You can only take so much abuse before you fight back.

Some reading of the history of fascism will point out to you that fascist politics is entirely about physical domination of the streets and their opponents. Whether Hitler’s ‘Brownshirts’, Mussolini’s ‘Blackshirts’, the British National Front or the Greek Golden Dawn, Nationalist street movements share a similar pathology. Clearly, we are dealing with much more than our local fundamentalist anti-abortion Catholics here. Reclaim, the United Patriots Front and their fellows on the far-right aim to use their cries of ‘free speech’ and  their ‘politically acceptable’ rallies to start building political space and a movement that will grow to allow them to dominate.

At times, the first call of response has been violent confrontation – we know the anarchists and communists of 1930s Germany used physical confrontation in the streets as a tactic, and maybe if our ‘liberal friends’ had supported them, the NSDAP may not have seized control of the Weimar Republic. The Battle of Cable Street (East London, 1936) provides an example in the opposite direction, where the strength & militancy of the community response to Oswald Mosley’s British Union of Fascists not only routed the Blackshirts in London, but effectively destroyed their ability to recruit, expand & influence the (extremely volatile) political situation in Britain for a generation. Anti-Fascist Action, active in the UK in the 80’s-90’s can be seen as a continuation of this legacy; the fact that the British National Party are a rump, joke organisation is due almost exclusively to the fact they were never allowed to grow on the streets.
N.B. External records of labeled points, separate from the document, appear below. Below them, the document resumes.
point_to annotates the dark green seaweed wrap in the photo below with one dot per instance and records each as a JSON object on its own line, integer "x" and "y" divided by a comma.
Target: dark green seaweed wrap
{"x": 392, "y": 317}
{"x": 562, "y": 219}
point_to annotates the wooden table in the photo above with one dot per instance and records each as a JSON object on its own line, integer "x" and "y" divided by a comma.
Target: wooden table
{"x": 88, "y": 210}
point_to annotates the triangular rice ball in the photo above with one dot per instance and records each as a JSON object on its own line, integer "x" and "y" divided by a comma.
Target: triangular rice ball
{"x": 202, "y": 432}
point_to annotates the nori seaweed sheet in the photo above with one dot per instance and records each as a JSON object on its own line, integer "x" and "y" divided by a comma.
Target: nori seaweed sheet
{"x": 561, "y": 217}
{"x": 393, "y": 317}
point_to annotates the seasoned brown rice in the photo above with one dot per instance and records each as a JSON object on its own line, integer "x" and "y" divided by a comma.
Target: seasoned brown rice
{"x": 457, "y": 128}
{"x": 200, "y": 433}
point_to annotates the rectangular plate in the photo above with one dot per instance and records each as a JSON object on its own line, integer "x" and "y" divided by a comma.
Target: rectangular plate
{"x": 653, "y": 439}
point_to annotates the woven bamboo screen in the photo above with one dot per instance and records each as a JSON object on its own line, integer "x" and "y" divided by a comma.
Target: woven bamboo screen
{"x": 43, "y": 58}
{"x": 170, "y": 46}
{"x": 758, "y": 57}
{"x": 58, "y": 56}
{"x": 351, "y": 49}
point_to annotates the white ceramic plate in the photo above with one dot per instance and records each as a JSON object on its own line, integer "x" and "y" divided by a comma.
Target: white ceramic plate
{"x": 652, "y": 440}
We obviously hate to quote the guy below, but he really does sum up the political argument best:

“Only one thing could have broken our movement – if the adversary had understood its principle and from the first day had smashed with extreme brutality the nucleus of our new movement.” – Adolf Hitler, 1933 Nuremberg Nazi Party rally.
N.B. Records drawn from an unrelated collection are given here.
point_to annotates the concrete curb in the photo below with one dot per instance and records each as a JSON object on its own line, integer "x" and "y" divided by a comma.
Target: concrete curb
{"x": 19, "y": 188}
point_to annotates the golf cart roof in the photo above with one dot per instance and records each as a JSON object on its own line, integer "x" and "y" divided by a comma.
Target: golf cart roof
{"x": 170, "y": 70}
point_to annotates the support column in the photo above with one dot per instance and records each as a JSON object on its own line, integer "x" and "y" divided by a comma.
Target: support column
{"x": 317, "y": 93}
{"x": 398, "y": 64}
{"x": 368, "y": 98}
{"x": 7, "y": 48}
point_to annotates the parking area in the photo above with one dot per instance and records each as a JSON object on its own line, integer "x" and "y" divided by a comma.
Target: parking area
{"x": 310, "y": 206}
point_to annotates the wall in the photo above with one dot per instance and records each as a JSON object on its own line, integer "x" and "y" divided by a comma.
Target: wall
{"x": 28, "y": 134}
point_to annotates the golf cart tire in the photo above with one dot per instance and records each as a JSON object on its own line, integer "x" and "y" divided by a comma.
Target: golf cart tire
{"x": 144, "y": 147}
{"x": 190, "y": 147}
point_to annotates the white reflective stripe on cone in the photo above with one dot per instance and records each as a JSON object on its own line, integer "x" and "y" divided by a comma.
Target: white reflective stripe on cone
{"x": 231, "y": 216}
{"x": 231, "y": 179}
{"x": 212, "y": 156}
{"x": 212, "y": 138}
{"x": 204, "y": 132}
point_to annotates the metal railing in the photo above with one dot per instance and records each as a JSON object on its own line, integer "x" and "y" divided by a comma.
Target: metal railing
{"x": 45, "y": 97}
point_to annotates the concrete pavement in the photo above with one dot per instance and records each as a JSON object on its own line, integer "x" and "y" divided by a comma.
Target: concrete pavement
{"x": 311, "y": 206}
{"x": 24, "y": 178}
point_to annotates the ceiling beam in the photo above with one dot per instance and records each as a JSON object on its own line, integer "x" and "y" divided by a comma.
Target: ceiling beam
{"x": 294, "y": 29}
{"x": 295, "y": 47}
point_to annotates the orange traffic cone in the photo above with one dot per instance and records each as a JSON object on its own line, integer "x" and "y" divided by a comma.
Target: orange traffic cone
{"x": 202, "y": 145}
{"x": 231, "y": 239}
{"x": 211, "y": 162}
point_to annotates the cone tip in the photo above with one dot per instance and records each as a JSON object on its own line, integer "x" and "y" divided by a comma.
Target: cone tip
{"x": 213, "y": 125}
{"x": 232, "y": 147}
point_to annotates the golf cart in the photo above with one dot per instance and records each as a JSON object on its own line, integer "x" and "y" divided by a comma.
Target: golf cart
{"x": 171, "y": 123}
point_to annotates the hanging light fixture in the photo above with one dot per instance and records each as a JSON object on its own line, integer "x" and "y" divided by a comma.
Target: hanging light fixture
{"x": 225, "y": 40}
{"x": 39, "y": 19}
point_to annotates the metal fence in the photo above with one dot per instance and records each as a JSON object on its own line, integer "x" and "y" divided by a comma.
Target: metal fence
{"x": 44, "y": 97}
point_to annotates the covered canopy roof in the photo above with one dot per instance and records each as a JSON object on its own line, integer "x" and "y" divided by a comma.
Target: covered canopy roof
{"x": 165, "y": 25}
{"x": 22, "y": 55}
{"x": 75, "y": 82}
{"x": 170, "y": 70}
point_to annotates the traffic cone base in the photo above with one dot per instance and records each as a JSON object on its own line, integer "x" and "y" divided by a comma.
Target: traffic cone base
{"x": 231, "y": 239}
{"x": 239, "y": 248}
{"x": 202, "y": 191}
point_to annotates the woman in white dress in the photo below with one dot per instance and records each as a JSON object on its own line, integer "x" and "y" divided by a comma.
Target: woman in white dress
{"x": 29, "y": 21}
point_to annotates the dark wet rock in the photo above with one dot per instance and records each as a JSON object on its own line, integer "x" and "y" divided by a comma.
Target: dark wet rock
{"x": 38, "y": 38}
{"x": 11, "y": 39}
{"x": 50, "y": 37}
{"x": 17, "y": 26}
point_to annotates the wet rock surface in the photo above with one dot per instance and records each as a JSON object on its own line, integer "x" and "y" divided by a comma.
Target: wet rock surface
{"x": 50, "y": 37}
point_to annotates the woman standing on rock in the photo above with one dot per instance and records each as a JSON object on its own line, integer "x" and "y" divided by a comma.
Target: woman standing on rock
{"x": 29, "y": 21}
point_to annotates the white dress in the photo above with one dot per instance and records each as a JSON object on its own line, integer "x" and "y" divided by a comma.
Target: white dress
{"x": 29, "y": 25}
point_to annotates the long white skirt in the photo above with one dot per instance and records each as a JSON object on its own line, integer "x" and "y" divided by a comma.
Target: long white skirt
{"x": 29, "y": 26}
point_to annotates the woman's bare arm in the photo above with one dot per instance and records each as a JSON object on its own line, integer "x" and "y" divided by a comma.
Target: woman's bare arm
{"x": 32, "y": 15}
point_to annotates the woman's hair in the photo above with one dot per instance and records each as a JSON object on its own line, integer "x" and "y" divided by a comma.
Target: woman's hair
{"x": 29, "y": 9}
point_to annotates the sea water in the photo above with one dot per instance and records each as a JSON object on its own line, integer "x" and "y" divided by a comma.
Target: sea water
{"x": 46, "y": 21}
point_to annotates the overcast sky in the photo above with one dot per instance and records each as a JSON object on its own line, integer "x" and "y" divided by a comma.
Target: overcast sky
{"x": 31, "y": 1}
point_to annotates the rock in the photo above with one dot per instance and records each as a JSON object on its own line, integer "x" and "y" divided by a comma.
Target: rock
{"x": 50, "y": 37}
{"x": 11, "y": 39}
Evidently, we’re not going to challenge white supremacy across this stolen continent by simply scrapping with Nazis when they try and attack us on the streets. Dismantling the systems of domination & oppression that maintain our status quo will take much more than that (a topic on which we hope to write more later), but for now, let’s do away with the illusion that being prepared to defend ourselves & our communities from fascist provocation somehow makes us ‘as bad as them’.

Touch One / Touch All

Melbourne Antifascists

(///)

*I was pepper sprayed twice yesterday, the first time was because I was attempting to pull away a fascist who had a) punched a friend in the face and b) attempted to choke another. At that stage, he hadn’t been attacked by the left. Then the cops attempted to arrest me. It was quite clear to me and everyone else yesterday that we weren’t the ones, and never were going to be the ones to be protected. Thanks again to the comrades who pulled me out of that situation.